Of course Ben's example wouldn't scale for them since they have 2 million accounts and millions of submissions. Instead you'd need to generate a random number (or several) and select from the database the record with that id. By generating several record ids randomly you can avoid selecting a deleted row because the probability goes down dramatically.
<cfset user = queryNew("username")>
<cfloop condition="#not user.recordCount#">
<cfset numbers = RandomArray(10)>
select top 1 username
where id in (<cfqueryparam value="#arrayToList(numbers)#" list="true">)
We can then cflocation like in Ben's code:
<cflocation url="http://#user.username#.riaforge.org" addtoken="false">
There is a possibility of an infinite loop in there, but the probability of never hitting a single record that's not deleted is so rare I doubt we'll ever come across that. You could add a check that if that loop ran N number of times to bail out too, if you were worried.
If hitting the database turns into a bottleneck, then cache a large number of random records (ex. 200), and select from them randomly without ever selecting duplicates, and that appears "random" to users, since most probably never hit it 200 times in a day. Getting clever you can avoid that issue too.
Or hit the dB up for a random row and don't worry about getting back a deleted row
Good use case, thanks.
I second Ben's "thanks". I've spent so much of my time working on boring (and lucrative) business/gov. apps that I couldn't think of a case where I'd want to apply randomness...other than the obvious "delete a random user" button that I just added to a system that I'm working on now ;)
>delete a random user
Ha ha ha :) I try to make that an implicit part of my systems - that way it takes the thinking out of it for my users.
If you read through the comments on that page you can see the various suggested methods don't scale well at all because they require generating random numbers for every row in the table.
If you have 62 million rows, that's no good.

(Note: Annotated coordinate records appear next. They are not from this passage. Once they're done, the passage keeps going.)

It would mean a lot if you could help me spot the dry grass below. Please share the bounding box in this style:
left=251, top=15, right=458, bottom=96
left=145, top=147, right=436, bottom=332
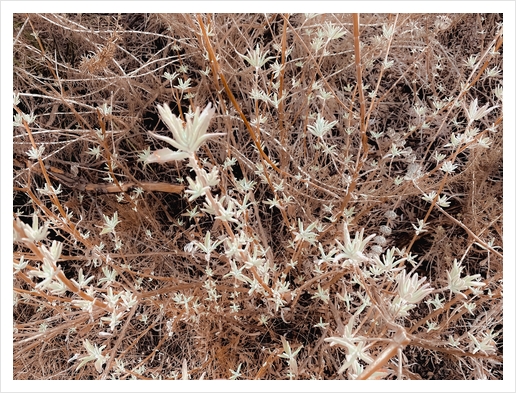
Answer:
left=13, top=14, right=503, bottom=380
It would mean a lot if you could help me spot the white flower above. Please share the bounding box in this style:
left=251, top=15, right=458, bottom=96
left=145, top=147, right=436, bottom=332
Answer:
left=446, top=259, right=486, bottom=297
left=76, top=340, right=109, bottom=374
left=147, top=103, right=225, bottom=163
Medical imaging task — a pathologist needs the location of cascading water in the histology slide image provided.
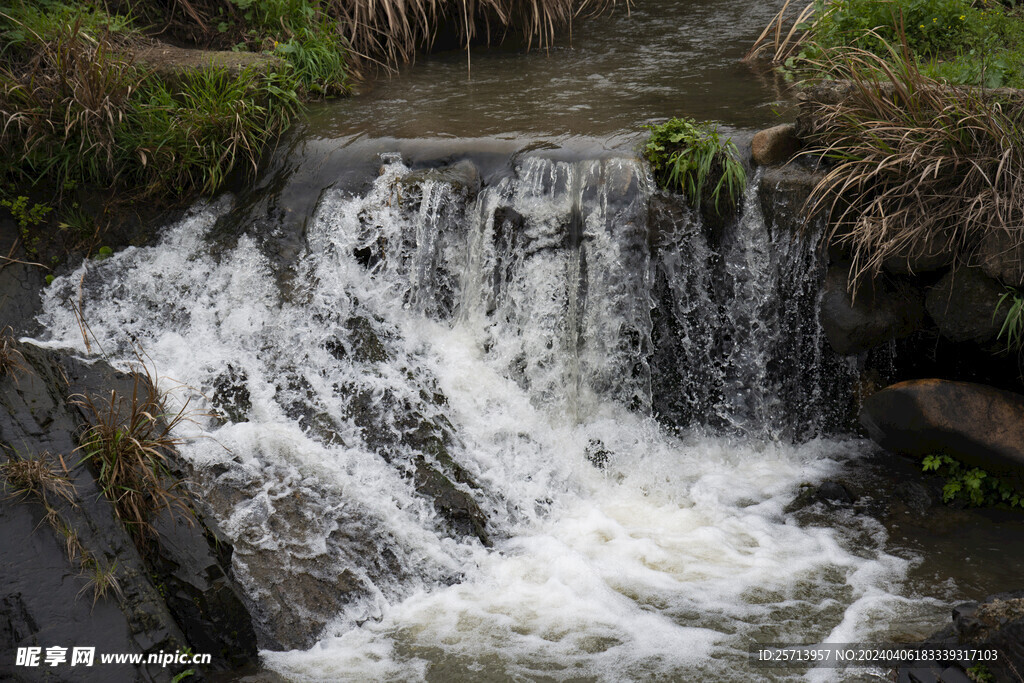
[32,155,942,681]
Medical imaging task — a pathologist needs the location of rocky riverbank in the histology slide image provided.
[752,83,1024,682]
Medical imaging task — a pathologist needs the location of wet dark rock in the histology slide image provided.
[348,382,492,546]
[402,415,490,546]
[860,379,1024,479]
[751,123,801,166]
[925,268,1005,343]
[0,343,256,681]
[977,230,1024,287]
[783,481,854,514]
[401,159,480,200]
[953,591,1024,681]
[820,263,925,355]
[585,438,611,470]
[759,164,823,239]
[210,364,253,422]
[893,481,938,514]
[345,315,388,362]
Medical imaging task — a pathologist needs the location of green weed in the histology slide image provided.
[0,195,53,229]
[643,118,746,213]
[992,287,1024,353]
[921,455,1024,508]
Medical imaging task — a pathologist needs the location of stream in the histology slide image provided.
[25,0,1024,681]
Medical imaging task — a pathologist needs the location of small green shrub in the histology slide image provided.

Generating a finite key set and checking against that is O(k) where k is the key set size. This is constant. The index scan in the database is probably O(klog(n)). Since we never generate n keys (that'd be silly since it'd end up the same as the RAND() solution, we get O(klog(n)) type performance, which scales very well on large, partitioned, clustered indexed databases. Worst case we might have to do n key set generations, but honestly, that case is so rare...
On the other hand, the RAND() solution is always O(n) since it needs to generate that random number for every row in the database. Then we end up doing a O(nlog(n)) sort of the records in memory. So we end up with O(nlog(n)) as the runtime, worse though, is the fact that both the sort and the RAND() totally defeats the clustering and the indexing since we scan the entire table. :(
In any case, I suppose the right answer is "it depends". If your application is sufficiently modular you could refactor it later to handle the larger database by simply rewriting that one method.
Weird. I've used the SQL "NEWID()" on a table with a couple of million rows and did not have an issue with the data return. It seemed to chug along nicely. I guess if it was being hit with regularity (being on the front page for example), then it may bog the server down, but I hadn't had the issue when I ran it. I'll take your word for it as your knowledge seems to be O(K) on the subject :)
Haha, fair enough. I've not benchmarked it, so outside the theory I'm not quite sure what the exact metrics are.
That'd certainly be something fun to look at.